To encourage a more collective response to climate change and address the spike in climate cynicism seen in recent years, the Forum will feature a ‘Climate Change in a Multilateral-skeptic World’ plenary session. Panelists will promote multilateralism in climate action, and explore how governments and international institutions can navigate today’s politics to still meet their climate commitments.

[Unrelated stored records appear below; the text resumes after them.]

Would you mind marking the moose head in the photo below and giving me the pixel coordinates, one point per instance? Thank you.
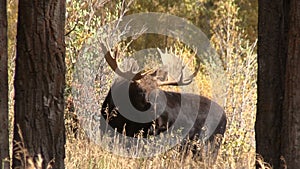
(152, 110)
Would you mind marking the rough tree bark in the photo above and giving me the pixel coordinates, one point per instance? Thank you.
(290, 134)
(278, 112)
(4, 143)
(39, 81)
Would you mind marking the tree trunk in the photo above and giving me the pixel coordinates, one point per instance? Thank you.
(291, 112)
(277, 123)
(39, 82)
(4, 143)
(271, 61)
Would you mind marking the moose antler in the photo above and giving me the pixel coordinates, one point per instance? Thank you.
(130, 75)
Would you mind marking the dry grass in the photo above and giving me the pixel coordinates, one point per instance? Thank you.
(238, 148)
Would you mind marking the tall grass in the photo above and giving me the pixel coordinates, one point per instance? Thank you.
(239, 61)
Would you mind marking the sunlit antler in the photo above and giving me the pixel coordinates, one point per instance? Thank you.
(181, 80)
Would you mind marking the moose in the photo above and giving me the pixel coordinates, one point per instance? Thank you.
(151, 110)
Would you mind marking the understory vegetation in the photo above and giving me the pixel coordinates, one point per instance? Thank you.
(230, 25)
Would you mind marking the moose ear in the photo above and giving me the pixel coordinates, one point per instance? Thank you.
(173, 65)
(130, 64)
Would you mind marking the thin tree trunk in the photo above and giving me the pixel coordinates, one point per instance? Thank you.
(4, 139)
(278, 110)
(291, 114)
(39, 82)
(272, 25)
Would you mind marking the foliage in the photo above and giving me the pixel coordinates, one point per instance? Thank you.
(231, 26)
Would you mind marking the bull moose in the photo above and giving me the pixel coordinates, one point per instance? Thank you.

Furthermore, given that climate change impacts are not limited to human health risks but are also causing irreversible damage to ecosystems, a plenary session themed ‘Climate Change and the Health of our Oceans’ will run as part of the Forum. Oceans, already beset by habitat destruction, overfishing, and pollution, now face the specter of climate change. If the business-as-usual scenario continues, oceans will lose the ability to provide the benefits humans have relied on for millennia: food, livelihoods, and climate regulation. The session aims to tackle the reasons behind ocean degradation, which – under current projections – will lead to the extinction of one-third of all marine species in the Arabian Gulf by 2090 and the loss of up to 95 percent of corals living in Australia’s Great Barrier Reef.

The World Government Summit 2019 will run from February 10 to 12 at Madinat Jumeirah in Dubai. The landmark event is set to convene more than 4,000 participants from 140 countries, including heads of state and governments, as well as top-tier representatives of 30 international organizations.